One conversation Anatoly remembered in particular.
“I’m close to a groundbreaking discovery that will alter the whole course of aviation,” Pavel Sukhanov had told his son, but refused to divulge any details. “Best to keep it secret from everyone until the time is right,” he had said mysteriously, and Anatoly could hear a smile softening the edges of his voice.
That was in the summer of 1939, and in the autumn something happened. One day the phone in the Arbat apartment rang uncomfortably early, and his mother ran into the corridor to answer it, her bare feet slapping against the floor with a newly orphaned sound. She left the door wide open behind her, and, my mind still wrapped in the thick cotton of a dream, I watched her pick up the receiver. The light that morning was like steamed milk, white and misty, and the contours of her long nightshirt seemed to dissolve in the air before my drowsy eyes.
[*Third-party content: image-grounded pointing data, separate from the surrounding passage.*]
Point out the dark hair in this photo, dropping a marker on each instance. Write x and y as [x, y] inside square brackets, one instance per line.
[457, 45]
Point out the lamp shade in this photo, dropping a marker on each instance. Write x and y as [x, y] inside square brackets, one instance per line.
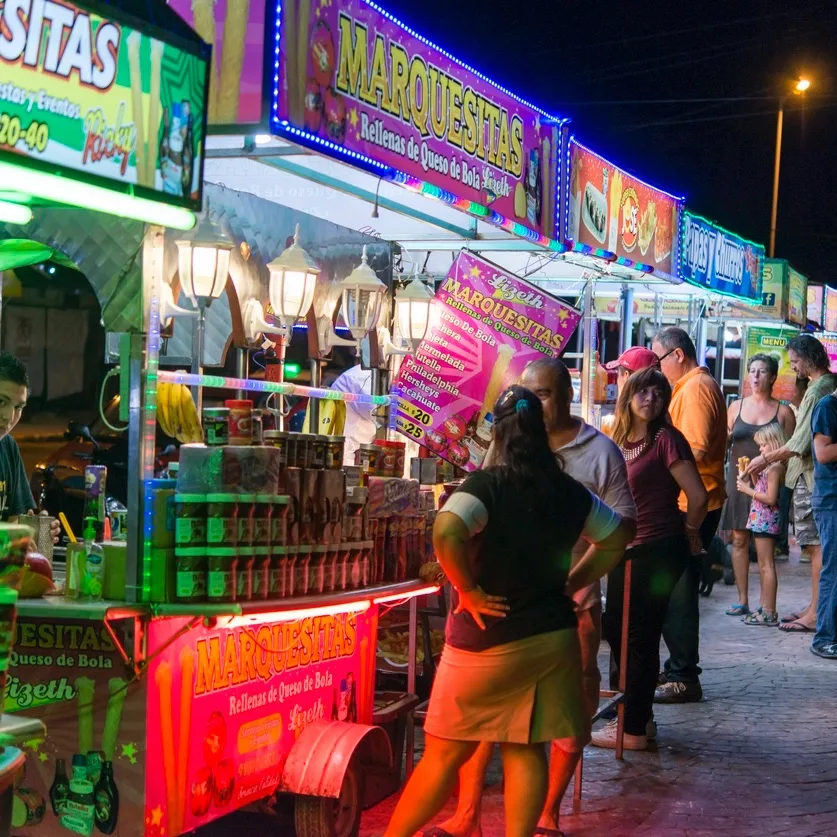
[293, 278]
[362, 296]
[203, 260]
[412, 310]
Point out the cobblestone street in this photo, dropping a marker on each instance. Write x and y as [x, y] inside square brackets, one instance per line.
[758, 756]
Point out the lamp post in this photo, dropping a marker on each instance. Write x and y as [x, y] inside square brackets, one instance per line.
[203, 262]
[799, 88]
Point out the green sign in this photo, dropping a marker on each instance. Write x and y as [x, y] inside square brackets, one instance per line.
[95, 98]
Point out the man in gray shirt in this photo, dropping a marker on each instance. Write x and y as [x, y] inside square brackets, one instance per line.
[596, 462]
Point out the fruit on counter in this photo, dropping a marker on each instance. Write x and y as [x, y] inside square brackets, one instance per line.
[37, 577]
[177, 414]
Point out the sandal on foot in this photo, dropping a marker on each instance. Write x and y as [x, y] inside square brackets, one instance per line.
[763, 618]
[796, 627]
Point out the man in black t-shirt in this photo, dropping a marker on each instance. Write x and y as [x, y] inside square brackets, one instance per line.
[15, 495]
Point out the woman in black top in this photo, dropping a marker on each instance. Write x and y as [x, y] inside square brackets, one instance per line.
[511, 671]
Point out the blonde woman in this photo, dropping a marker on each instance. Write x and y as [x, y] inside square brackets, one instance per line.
[764, 522]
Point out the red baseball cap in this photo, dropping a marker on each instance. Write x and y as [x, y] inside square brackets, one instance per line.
[635, 359]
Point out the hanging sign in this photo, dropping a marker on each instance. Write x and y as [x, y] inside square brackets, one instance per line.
[89, 96]
[359, 85]
[720, 261]
[486, 326]
[614, 211]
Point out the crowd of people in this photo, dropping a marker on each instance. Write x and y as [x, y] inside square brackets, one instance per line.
[559, 505]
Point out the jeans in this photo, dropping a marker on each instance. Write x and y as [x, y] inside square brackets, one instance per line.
[826, 520]
[655, 570]
[681, 630]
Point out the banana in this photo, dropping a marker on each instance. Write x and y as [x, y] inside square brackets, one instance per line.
[164, 408]
[191, 423]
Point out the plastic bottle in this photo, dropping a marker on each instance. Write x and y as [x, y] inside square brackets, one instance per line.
[92, 580]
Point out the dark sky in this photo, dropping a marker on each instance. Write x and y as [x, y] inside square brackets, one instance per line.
[603, 63]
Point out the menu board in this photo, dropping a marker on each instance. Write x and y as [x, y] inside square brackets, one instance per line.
[226, 705]
[83, 94]
[774, 342]
[486, 326]
[612, 210]
[235, 29]
[361, 86]
[797, 297]
[816, 304]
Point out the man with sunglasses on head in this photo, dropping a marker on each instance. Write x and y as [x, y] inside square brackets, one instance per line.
[699, 412]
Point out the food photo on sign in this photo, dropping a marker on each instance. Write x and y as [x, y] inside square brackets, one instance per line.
[611, 210]
[486, 327]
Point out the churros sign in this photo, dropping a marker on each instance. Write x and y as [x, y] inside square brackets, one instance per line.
[354, 77]
[227, 704]
[81, 93]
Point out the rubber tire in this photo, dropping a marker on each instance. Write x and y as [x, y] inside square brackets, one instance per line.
[315, 816]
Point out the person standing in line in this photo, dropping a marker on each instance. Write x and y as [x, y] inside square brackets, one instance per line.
[589, 457]
[808, 359]
[660, 467]
[744, 419]
[824, 504]
[699, 412]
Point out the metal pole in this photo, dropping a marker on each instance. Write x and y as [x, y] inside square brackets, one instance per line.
[314, 403]
[775, 208]
[627, 333]
[588, 367]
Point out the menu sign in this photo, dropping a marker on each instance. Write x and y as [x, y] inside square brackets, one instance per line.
[235, 29]
[830, 309]
[226, 705]
[83, 94]
[360, 83]
[816, 303]
[486, 327]
[773, 342]
[717, 260]
[612, 210]
[797, 297]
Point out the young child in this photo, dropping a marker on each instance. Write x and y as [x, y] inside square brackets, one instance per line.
[764, 522]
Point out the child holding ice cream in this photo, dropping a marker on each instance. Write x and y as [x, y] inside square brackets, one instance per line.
[765, 521]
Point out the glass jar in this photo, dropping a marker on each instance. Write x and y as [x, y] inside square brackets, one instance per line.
[221, 565]
[221, 519]
[190, 520]
[216, 430]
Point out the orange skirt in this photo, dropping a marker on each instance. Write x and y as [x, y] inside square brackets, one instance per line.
[522, 692]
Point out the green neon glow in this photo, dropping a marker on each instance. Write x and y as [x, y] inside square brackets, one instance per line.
[14, 213]
[53, 187]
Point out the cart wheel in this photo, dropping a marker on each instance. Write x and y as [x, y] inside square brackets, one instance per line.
[316, 816]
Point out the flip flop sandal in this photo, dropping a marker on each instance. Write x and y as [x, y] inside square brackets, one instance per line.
[796, 628]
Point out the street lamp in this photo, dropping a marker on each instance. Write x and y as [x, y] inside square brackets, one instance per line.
[799, 89]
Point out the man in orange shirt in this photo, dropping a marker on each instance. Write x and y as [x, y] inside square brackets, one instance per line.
[699, 412]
She asked a short, breathless question, then listened in silence, and I saw her put her hand up to her mouth as if to hide a yawn. Later, she slowly walked back into the room and lowered herself onto my mattress. Her eyes were standing still.
“I have some bad news,” she said, her hand hovering over my forehead like a nervous bird afraid to alight. “Your father has fallen ill, and they have to keep him in the hospital for a while.” The illness was going to be lengthy but not dangerous, she continued—not unlike a severe flu. He was expected to recover completely in a matter of months. “We won’t be able to talk to him for some time, but that’s fine, we’ll just write to him, won’t we?” she said with false brightness, avoiding my eyes. I was only ten years old at the time—too young to suspect the lie behind her words.